On his way to the practice field, Sosa passed through a small group of fans, with one yelling, "Good luck, Sammy." He stopped and posed for a picture.
"I just expect Sammy to come in and be Sammy," first-year manager Ron Washington said. "We're going to do everything we can to try to get him going and maybe he can help us win some ballgames."
Wearing a short-sleeve shirt with yellow and light blue stripes when he first arrived around dawn, Sosa joked with reporters by looking at his watch as if to remind them he showed up early.
Sosa completed his physical and greeted teammates in the clubhouse. With a bat in hand, he smiled and said, "Back in business." The Rangers planned an afternoon news conference for the former NL MVP and seven-time All-Star who has 588 homers.
Rangers owner Tom Hicks, who was in camp for Sosa's first day, said he's anxious to see how things are going for Sosa after a few weeks in camp.
"He says all the right things," Hicks said. "He just has to go out and do it now. I think he will."
Sosa was 16 when Texas signed him from the Dominican Republic in 1985. He was still a lanky kid in 1989 when he made his major-league debut and hit his first home run, the only one he had in 25 games for the Rangers before being traded to the Chicago White Sox.
When Sosa's minor-league deal with Texas was announced last month, Sosa was fielding the same steroids questions that dogged him when he left the game after the 2005 season with Baltimore.
Before his season with the Orioles, when he hit .221 with 14 home runs and 45 RBIs in 102 games, Sosa was one of several players who testified before a congressional committee looking into steroid use in professional baseball.
Like Mark McGwire, Sosa is suspected by some of having used steroids before they were banned by baseball after the 2002 season.

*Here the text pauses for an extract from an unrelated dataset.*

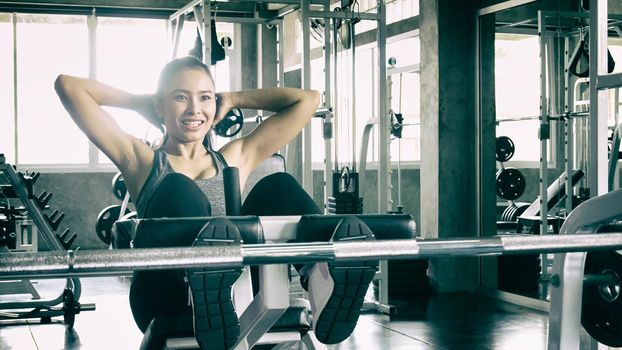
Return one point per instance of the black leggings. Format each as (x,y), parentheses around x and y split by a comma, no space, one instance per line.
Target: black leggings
(164,292)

Sosa said last month his comeback isn't about disproving the rumors that performance-enhancing drugs elevated him among the game's most feared power hitters.

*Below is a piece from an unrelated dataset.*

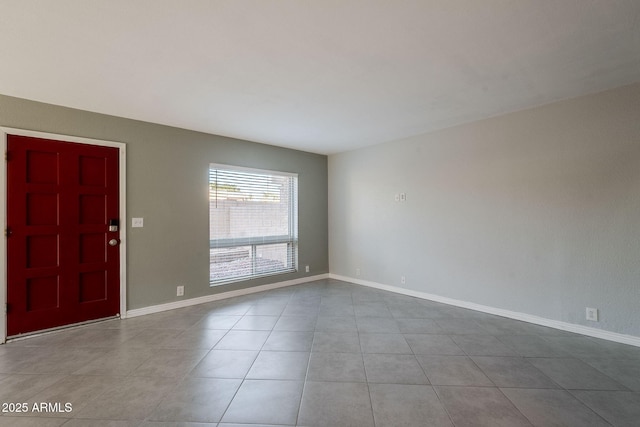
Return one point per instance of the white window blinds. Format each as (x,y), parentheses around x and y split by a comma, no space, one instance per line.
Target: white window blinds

If Sosa makes the team, Washington expects him to be primarily a designated hitter and bat in the middle of the lineup behind three-time All-Star shortstop Michael Young and switch-hitting slugger Mark Teixeira.
Sosa will get a $500,000, one-year deal and could possibly earn up to $2.1 million more in performance bonuses if he makes the 40-man roster.

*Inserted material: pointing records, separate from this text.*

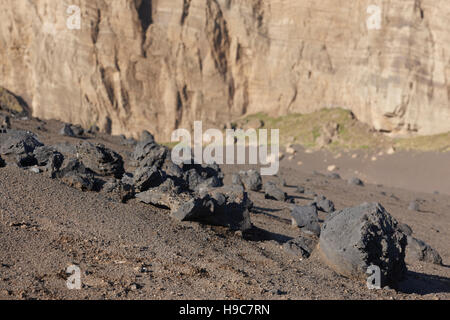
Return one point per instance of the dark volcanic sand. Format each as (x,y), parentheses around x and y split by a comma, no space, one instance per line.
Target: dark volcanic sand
(135,251)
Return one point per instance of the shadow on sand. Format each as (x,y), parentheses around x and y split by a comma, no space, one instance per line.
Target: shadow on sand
(258,234)
(422,284)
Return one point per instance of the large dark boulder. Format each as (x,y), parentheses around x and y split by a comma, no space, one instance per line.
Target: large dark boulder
(18,142)
(101,160)
(49,158)
(353,239)
(76,175)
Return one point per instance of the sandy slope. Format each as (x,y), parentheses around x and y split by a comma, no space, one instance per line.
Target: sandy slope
(137,251)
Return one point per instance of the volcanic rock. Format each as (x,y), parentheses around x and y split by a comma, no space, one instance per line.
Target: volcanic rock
(355,238)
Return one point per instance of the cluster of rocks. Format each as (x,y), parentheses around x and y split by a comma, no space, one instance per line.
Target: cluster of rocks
(353,239)
(191,191)
(349,240)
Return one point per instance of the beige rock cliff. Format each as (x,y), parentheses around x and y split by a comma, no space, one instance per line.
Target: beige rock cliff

"We're excited to see what he can bring," Teixeira said.
In his career, Sosa has batted .274 with 1,575 RBIs with three 60-homer seasons.
"Obviously, taking a year off, it's tough to predict what he's going to be able to do," Young said. "The great thing about him is that he has that burning desire to go out and succeed. He's a proud guy. He's not going to go out here and just play to be average."
Sosa's MVP season was in 1998, when he batted .308 with a career-high 66 homers and 158 RBIs for the Chicago Cubs. That year he was in the home run chase with McGwire, who became the first major-leaguer to hit 70 homers.